Vivere a lato della vita, ai suoi margini o con la sensazione di non vivere abbastanza perchè non
ha mai fatto l'esperienza della pienezza e completezza appaganti. Inoltre avrà la compiacenza come
sua cifra esistenziale prevalente in quanto bisognoso di essere al centro dell'attenzione di
qualcuno, non riuscendo ad essere al centro dell'attenzione di se stesso.

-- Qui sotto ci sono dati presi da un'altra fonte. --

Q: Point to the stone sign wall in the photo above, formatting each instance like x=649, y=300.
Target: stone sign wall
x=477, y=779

Mantenere i rapporti stretti e vincolanti soprattutto quelli coi famigliari, diviene per lui una
necessità, sia per evitare di riacutizzare l'antico trauma dell'abbandono, sia perchè vive se
stesso come estremamente povero e incapace di fare da solo. Prevale in lui la bisognosità.
Panico
Da ”La rovina della casa degli Usher” dei Racconti del terrore di E. Allan Poe
All'improvviso una luce livida riempì la strada, e mi voltai per vedere da che luogo potesse
provenire, col suo splendore così strano: giacche soltanto la vasta ombra del castello stava dietro
di me. Ma la luna piena, color di sangue, splendeva ora attraverso la fessura (una volta appena
visibile) che ho detto come percoresse la facciata a zig zag dal tetto alle fondamenta. Mentre
guardavo, la spaccatura si ingrandì rapidamente; sopravvenne un un furioso turbine di vento; subito
l'intero disco della luna si presentò ai miei occhi e il cervello mi venne meno al vedere che le
possenti muraglie crollavano....
Colpisce in questa descrizione il senso del ”venir meno”, dell'essere inghiottiti in una situazione
senza via di fuga e di perdita di orientamento . E' qualcosa di simile che prova chi è sofferente
di attacchi di panico.
Questa sintomatologia è diventata nella nostra società sempre più
frequente. Nelle nostre zone padano emiliane, così provate nel recentissimo passato da catastrofi
naturali, incontro spesso persone che vivono un acuto sentimento di precarietà, di transitorietà,
di impotenza.
Accanto alla sintomatologia classica si possono presentare altri sintomi più mascherati che sono
comunque riconducibili al panico quali: enuresi e encopresi, sudorazioni notturne profuse,
sensazioni alterne di caldo e di freddo, pavor nocturnus.